Pour poursuivre le cas Morsi tel que nous le citons en le transcrivant dans la réalité, ou dans l'actualité immédiate, on trouve la même idée que nous exprimons lorsque M K Bhadrakumar fait ces remarques, dans un article du 25 septembre 2012 sur Atimes.com. Il y apprécie comme fondamentales pour tout l’arrangement stratégique de la région l’arrivée de Morsi et son orientation résolument affirmée (les références de M K Bhadrakumar vont essentiellement à l’interview de Morsi par le New York Times) :
«In sum, Morsi's friendly remarks about Iran point toward a regional strategic realignment on an epic scale subsuming the contrived air of sectarian schisms, which practically no Western (or Turkish) experts could have foreseen. It is a matter of time now before Egypt-Iran relations are fully restored, putting an end to the three-decade-old rupture.
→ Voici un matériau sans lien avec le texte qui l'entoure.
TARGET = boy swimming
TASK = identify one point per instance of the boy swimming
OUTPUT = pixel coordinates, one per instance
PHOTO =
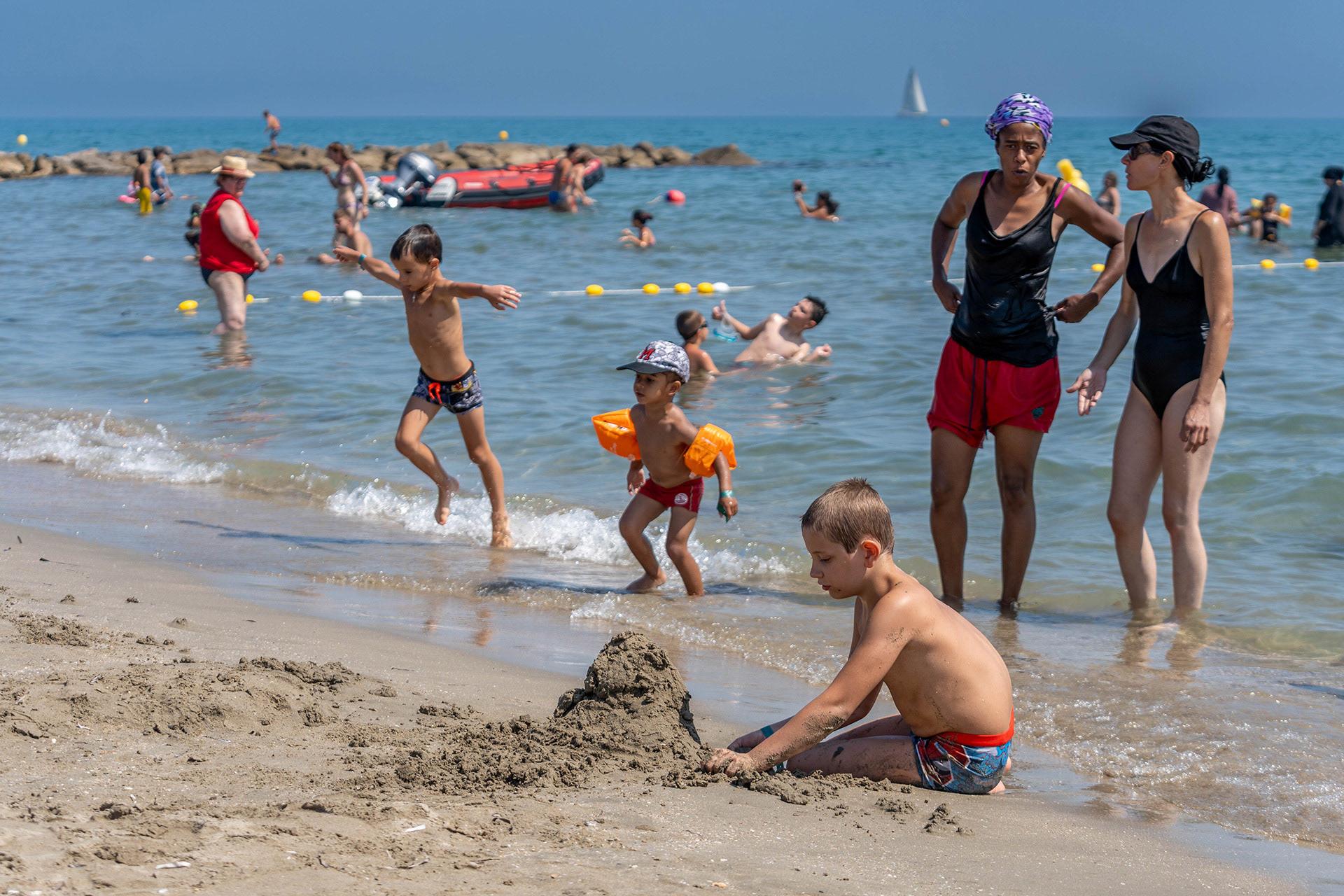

»The biggest beneficiary of this paradigm shift in Middle Eastern politics is going to be Iran. Arguably, we are probably already past the point of an Israeli attack on Iran, no matter Prime Minister Benjamin Netanyahu tilting at the windmill. In the prevailing surcharged atmosphere, the Muslim Middle East would explode into uncontrollable violence in the event of an Israeli (or US) attack on Iran.»
…L’on voit bien ce qu’il en est : ce qui devait séparer à l’avantage du Système l’Égypte et l’Iran, selon les “experts” du bloc BAO, ou experts-Système, c’était le sectarian schism, ou supposé antagonisme chiite-sunnite, c’est-à-dire une affaire à référence essentiellement religieuse. Cela se retrouve également dans le désaccord des deux pays sur la Syrie. Mais tout cela ne pèse guère face à la rencontre de deux pays qui sont des puissances à grande tradition historique, qui doivent appuyer naturellement leur politique, leurs exigences, etc., sur la référence principielle, – sur les principes de souveraineté, d’indépendance et de légitimité. Dans ce cas, effectivement, l’interprétation, hors de la référence religieuse qui est manipulée par le Système pour accentuer sa pression dissolvante, renvoie à cette “spiritualité” du Principe qui gouverne les choix exposés dans cette nouvelle situation. La référence principielle gouverne tout et permet aux situations politiques et aux équilibres stratégiques de prendre leur place naturelle… Comme l’observe justement M K Bhadrakumar, cette évolution met évidemment en lumière la grotesque infamie que constituerait une attaque contre l’Iran et rend celle-ci désormais infiniment périlleuse pour le Système, voire même comme l’acte d’autodestruction ultime.